Flume Interview Questions

Displaying 1 - 5 of 5

How can you tune Flume for better performance?

Tiered data collection, choosing the right channel, batch size, channel capacity, and channel transaction capacity are some of the important factors for tuning the Flume and achieving better performance.

I have a website and I want to capture logs of the web server. Which channel should I use — memory or file channel?

If the agent goes down, the Flume state can be restored. Based on this situation, let’s consider the following scenarios.

File channel: Let’s say the agent went down and the source of the agent was reading from a database. Now, if you start the agent on another machine, it can resume processing the events from where it had left off.

Memory channel: In the memory channel, the event state cannot persist in the channel and it will be lost if the agent goes down. However, the memory channel works fast in terms of performance, with the

caveat that if the agent goes down, it can’t resume from the point where it had left off and the events are lost.

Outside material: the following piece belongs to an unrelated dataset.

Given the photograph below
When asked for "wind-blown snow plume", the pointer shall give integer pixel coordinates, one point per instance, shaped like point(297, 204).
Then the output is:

For web server logs, you should use the memory channel because if the agent goes down, some of the logs can be skipped. This is because it is not as important as transaction data, but if you use a file channel, it will keep pushing the local disk space; thus, it will be filled continuously as logs will be streamed without any fail. So, it is better to use a memory channel.

Explain the replicating and multiplexing selectors in Flume.

On the basis of the Flume header value, an event can be written just to a single channel or to multiple channels. If you do not explicitly define a channel selector, it will be the replicating selector by default.

Replicating selector sends the same event to all the channels, while a multiplexing selector sends different events to different channels.